By end of the Savills forecast period - 2027 - the average UK house price is expected to be at £381,578, a £22,290 gain over five years, notwithstanding inflation.
“The housing market has remained remarkably strong through the first nine months of 2022, but demand dynamics changed over the autumn with the realisation that the Bank of England would need to go faster and further to tackle inflation” says Lucian Cook, Savills head of residential research.
“A new prime minister and fiscal policy U-turns appear to have reduced some of the pressure on interest rates, but affordability will still come under real pressure as the effect of higher interest rates feeds into buyers’ budgets. That, coupled with the significant cost of living pressures, means we expect to see prices fall by as much as 10% next year during a period of much reduced housing market activity.
“There are several factors that will insulate the market from the risk of a bigger downturn as seen after the financial crisis. Borrowers who haven’t locked into five-year fixed rates had their affordability heavily stress-tested until August this year. This, combined with relatively modest unemployment expectations and signs that lenders are looking to work with existing borrowers to help them manage their household finances, should limit the amount of forced-sale stock hitting the market next year.

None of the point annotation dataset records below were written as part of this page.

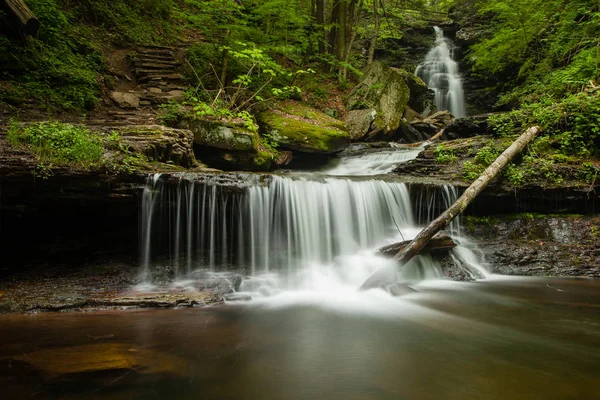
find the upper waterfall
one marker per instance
(440, 72)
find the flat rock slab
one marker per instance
(437, 244)
(125, 100)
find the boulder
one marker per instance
(297, 127)
(467, 127)
(433, 124)
(234, 160)
(125, 100)
(359, 122)
(60, 363)
(440, 243)
(422, 99)
(226, 135)
(411, 115)
(160, 143)
(384, 90)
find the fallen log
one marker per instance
(27, 21)
(438, 244)
(382, 278)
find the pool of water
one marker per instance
(502, 338)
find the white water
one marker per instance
(311, 234)
(377, 163)
(440, 72)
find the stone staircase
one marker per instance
(158, 72)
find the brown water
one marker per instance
(500, 339)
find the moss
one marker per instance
(302, 128)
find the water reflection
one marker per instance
(494, 339)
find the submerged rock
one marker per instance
(384, 90)
(359, 122)
(539, 245)
(301, 128)
(440, 243)
(228, 145)
(467, 127)
(422, 99)
(159, 143)
(61, 362)
(226, 135)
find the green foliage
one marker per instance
(57, 143)
(484, 157)
(61, 67)
(75, 146)
(552, 45)
(259, 80)
(503, 124)
(444, 155)
(590, 173)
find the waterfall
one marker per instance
(440, 72)
(302, 230)
(289, 223)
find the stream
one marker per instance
(504, 338)
(304, 243)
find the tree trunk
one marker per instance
(440, 243)
(320, 18)
(342, 21)
(376, 33)
(26, 19)
(408, 252)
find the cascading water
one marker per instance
(309, 232)
(440, 72)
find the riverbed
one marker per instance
(500, 338)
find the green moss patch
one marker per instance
(302, 128)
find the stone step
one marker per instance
(152, 52)
(155, 47)
(152, 58)
(163, 77)
(140, 73)
(156, 66)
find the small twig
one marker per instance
(401, 235)
(557, 289)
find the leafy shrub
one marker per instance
(58, 143)
(444, 155)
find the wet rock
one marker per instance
(440, 243)
(226, 135)
(422, 99)
(61, 362)
(411, 115)
(407, 51)
(468, 35)
(125, 100)
(359, 122)
(238, 297)
(433, 124)
(539, 245)
(300, 128)
(467, 127)
(284, 158)
(384, 90)
(261, 160)
(399, 289)
(159, 143)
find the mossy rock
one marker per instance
(226, 135)
(384, 90)
(262, 159)
(422, 99)
(301, 128)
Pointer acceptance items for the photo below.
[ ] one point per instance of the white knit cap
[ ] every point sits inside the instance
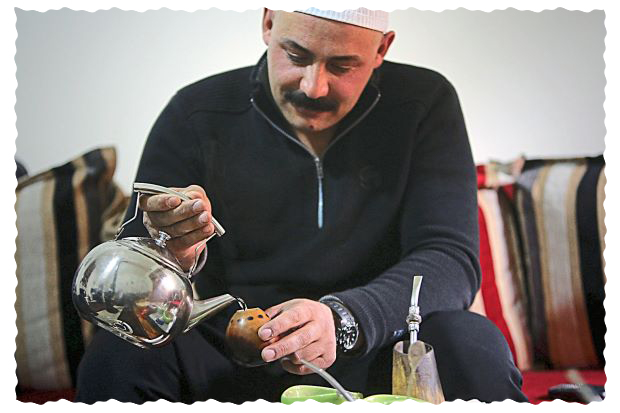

“And looking longer term, the Bank of England’s relaxation of mortgage regulation over the summer has substantially enhanced the prospect of a price recovery; but only as and when interest rates start to be reduced, once inflationary pressures in the wider economy ease.
“Meanwhile, rental value growth will continue to outpace earnings growth in the short-term because of the pronounced imbalance between supply and demand, which will come as positive news to landlords already facing higher borrowing costs, but will put increasing pressure on struggling tenants.”
Meanwhile, the prime housing markets - defined by Savills as broadly the top five to 10 per cent by value in each region - are expected to see smaller price falls and a stronger recovery than their mainstream counterparts, due to less reliance on mortgage debt. This will cushion them from the affordability concerns governing the mainstream markets, but they will not be completely immune to higher interest rates and weaker sentiment feeding upwards from lower price bands.
“The rarefied market in central London’s top postcodes continues to look good value in historical terms, particularly when seen in the context of the weaker sterling and strong dollar” says Savills.
“A price recovery in this market appears long overdue. This will help shield it from more significant price falls, though it increasingly looks like a stronger recovery in prices will not materialise in earnest before 2025, given the global economic backdrop and prospect of a UK general election in 2024.”